What the military leadership and the Sharif-Bhutto-Zardari combine need to really address and what they fail to grasp is the impact of this third group. For lack of a better terminology, the third group is the status quo fatigue group. The reason nothing from the substantial slew of allegations against Khan sticks is not that the Farah Gogi revelations, or the Toshakhana declarations aren’t credible. It is because the allegations themselves are tired and trite. They don’t affect Khan because Pakistani voters are actually a lot smarter than what television news or social media would have people believe. The most potent segment of support for Imran Khan is not among die hard Insafis or political opportunists. Nor is the support predicated on people being too stupid to understand or know that Khan is vastly imperfect, a rhetorical genius, but also a purveyor of fictions, and compromised on nearly every front that he claims to represent. Yet his support continues to grow. This is a measure not of Imran Khan’s appeal – but of the repellant nature of everything that stands against Khan and his rhetoric.

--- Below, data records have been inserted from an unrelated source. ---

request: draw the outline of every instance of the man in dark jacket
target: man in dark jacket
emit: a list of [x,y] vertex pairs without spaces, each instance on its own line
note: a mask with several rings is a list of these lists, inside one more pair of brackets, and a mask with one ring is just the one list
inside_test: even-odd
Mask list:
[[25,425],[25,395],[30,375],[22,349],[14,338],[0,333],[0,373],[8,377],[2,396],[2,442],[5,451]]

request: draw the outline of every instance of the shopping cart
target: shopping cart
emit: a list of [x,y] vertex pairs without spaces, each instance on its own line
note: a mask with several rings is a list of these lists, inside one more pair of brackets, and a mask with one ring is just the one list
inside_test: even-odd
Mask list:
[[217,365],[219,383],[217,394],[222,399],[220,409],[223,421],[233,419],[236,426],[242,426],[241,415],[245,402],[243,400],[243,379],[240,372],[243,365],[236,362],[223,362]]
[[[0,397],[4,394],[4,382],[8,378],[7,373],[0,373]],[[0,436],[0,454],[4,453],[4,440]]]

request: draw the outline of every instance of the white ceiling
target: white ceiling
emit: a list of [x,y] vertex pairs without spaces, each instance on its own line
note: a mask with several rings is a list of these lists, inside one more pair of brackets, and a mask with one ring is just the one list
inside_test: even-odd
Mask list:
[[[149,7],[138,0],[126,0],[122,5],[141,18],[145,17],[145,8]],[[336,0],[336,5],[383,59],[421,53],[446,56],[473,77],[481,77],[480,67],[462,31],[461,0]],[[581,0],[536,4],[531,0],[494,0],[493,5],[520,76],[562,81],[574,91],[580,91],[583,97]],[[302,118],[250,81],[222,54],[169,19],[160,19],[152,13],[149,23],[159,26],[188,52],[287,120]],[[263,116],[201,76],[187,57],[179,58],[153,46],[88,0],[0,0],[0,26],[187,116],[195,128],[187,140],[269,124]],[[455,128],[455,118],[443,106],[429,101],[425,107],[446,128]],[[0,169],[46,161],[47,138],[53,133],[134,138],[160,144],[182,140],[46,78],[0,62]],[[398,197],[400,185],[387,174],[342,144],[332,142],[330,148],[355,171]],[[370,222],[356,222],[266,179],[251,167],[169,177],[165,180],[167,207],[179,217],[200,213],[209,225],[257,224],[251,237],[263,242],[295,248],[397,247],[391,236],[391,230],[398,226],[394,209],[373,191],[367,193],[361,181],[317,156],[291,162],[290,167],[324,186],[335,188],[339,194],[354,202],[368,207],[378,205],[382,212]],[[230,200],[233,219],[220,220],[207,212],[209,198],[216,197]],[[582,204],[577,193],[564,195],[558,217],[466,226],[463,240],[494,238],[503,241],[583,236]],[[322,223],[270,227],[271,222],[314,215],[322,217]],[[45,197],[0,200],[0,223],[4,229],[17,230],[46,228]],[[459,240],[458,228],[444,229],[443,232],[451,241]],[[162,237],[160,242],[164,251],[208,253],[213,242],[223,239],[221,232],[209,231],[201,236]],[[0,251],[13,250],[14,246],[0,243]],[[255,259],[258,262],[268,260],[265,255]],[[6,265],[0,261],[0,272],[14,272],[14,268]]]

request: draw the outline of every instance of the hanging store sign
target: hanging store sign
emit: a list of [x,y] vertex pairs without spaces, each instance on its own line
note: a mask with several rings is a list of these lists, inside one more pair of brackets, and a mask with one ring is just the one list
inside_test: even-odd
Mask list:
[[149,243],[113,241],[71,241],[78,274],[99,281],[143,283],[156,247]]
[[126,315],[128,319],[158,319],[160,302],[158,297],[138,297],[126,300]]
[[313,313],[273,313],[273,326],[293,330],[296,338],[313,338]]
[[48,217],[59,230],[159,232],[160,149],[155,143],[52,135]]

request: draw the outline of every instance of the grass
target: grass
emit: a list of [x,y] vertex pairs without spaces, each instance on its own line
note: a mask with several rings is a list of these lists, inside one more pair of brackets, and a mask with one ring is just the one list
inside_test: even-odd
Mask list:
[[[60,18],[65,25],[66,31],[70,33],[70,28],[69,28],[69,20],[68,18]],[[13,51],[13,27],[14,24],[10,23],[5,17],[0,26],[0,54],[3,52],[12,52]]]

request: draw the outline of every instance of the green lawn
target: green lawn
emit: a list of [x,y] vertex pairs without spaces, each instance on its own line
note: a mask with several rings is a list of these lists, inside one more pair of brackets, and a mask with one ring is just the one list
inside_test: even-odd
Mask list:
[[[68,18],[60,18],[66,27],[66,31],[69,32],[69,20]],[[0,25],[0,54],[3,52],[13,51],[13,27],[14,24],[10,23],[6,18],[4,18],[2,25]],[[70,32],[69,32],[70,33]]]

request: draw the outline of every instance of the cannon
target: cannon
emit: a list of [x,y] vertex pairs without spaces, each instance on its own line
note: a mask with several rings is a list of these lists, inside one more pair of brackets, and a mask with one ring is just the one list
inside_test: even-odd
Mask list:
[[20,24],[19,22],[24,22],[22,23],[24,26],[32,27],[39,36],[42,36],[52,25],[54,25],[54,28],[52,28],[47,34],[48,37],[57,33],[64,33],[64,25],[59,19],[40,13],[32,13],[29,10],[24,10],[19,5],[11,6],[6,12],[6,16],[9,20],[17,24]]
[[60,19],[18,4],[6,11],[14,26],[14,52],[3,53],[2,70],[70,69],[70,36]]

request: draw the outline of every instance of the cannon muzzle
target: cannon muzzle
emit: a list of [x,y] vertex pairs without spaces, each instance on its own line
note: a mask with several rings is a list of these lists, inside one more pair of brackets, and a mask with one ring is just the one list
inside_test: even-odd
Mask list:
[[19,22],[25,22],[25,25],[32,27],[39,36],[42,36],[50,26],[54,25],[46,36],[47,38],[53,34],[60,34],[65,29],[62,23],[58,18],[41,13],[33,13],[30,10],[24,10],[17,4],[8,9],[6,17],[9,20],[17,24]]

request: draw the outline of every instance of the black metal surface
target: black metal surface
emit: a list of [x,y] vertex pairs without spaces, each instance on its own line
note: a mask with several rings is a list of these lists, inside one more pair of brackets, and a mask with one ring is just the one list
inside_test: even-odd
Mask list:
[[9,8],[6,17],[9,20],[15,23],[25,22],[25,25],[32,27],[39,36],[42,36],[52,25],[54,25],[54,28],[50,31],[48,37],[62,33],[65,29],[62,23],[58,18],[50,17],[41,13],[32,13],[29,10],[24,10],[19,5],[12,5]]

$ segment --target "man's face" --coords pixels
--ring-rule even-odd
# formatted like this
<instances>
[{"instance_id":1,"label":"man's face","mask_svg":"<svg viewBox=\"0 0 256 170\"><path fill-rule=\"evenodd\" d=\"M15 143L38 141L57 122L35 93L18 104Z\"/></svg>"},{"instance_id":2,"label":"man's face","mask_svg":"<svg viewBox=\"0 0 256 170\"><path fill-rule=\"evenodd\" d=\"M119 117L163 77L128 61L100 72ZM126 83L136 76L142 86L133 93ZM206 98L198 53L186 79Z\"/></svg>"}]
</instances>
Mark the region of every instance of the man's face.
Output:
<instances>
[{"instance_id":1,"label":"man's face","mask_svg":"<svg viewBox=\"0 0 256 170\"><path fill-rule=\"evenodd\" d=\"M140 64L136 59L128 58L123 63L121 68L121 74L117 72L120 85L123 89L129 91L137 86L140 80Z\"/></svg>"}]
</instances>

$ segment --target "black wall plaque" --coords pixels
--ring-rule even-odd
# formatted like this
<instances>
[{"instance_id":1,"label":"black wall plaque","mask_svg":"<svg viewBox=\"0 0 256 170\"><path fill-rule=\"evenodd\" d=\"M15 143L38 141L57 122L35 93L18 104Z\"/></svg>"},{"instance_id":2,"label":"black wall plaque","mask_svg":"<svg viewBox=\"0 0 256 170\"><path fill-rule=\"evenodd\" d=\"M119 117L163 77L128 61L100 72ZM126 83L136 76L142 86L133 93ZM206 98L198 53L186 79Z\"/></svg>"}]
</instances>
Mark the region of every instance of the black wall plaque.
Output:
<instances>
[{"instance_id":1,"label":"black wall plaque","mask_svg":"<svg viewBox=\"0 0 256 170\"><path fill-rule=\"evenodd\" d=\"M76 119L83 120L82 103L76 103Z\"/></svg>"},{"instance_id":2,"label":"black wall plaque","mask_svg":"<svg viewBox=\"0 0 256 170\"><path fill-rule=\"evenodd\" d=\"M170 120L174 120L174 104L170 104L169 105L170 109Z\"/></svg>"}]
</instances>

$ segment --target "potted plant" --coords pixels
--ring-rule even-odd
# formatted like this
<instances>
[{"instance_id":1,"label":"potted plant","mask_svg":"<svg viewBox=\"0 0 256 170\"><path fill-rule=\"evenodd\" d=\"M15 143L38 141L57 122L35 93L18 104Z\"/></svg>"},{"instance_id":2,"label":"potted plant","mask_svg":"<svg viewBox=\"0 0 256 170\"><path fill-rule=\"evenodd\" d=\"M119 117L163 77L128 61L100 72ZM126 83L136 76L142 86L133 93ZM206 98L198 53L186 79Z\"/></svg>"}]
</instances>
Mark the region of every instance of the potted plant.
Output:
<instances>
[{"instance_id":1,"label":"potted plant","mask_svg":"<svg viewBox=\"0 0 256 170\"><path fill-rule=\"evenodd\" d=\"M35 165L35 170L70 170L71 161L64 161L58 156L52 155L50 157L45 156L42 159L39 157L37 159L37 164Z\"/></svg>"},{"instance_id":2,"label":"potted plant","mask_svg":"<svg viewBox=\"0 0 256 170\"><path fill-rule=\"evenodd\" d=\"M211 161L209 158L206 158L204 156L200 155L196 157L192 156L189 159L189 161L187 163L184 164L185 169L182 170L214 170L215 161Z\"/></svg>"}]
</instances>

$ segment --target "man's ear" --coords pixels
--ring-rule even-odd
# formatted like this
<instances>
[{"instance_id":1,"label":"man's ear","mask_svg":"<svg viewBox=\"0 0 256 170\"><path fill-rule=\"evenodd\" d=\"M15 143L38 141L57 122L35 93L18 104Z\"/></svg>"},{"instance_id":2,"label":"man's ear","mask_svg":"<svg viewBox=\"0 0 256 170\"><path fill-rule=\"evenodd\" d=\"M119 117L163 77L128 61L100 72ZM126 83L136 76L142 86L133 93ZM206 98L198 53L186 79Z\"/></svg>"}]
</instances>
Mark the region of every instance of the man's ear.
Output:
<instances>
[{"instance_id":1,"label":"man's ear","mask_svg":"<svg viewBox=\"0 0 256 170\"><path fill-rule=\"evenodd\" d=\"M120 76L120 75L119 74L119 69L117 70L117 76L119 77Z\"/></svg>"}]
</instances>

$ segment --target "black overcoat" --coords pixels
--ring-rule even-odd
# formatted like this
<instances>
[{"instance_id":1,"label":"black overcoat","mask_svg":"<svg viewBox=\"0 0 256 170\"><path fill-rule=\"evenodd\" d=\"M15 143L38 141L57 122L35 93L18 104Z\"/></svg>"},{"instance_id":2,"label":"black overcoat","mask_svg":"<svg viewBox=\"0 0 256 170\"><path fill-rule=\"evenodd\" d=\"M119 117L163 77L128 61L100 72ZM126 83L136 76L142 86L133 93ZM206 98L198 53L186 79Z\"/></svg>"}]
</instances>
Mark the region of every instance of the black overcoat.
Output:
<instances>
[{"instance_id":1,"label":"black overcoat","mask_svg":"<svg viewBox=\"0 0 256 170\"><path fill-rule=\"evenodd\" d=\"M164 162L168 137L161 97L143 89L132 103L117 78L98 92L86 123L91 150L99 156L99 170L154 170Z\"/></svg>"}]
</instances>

Khan can get away with the idiocy of calling Pakistan a slave nation – even though its autonomy and sovereign status are incredibly well established. He can get away with claiming that he will secure true freedom – even though this freedom was assured in 1947, and if ever again, then in 1998. He can even get away with re-orienting Pakistani Muslim identity with religious rhetoric that is often inaccurate and sometimes even offensive.

He can get away with all this because the thing he truly has come to represent is resistance to the thing that the ordinary Pakistani now resents with a fervor that is unprecedented. The indignity of being an ordinary Pakistani – the lack of economic opportunity, the absence of a coherent macro narrative, the certainty of injustice, the broken and dysfunctional infrastructure, the poor public services, the expensive private solutions, the cities in disrepair and the absence of any exciting alternatives. It all adds up.

The median age in Pakistan is 23. Imran Khan’s falsetto has no integrity, no rigour – but what it lacks in soul and spirit, it makes up in aesthetics. It makes people feel hopeful. It is empowering. It energizes.

What is the alternative to Imran Khan? Rows and rows and rows of shell-shocked symbols of the status quo. Standing helplessly as Khan layers into them. Only able to affirm Khan’s framing of them: “Welcome to Purana Pakistan”. “Yes, we are the status quo”. “No, we can’t change”.

The writer is an analyst and commentator.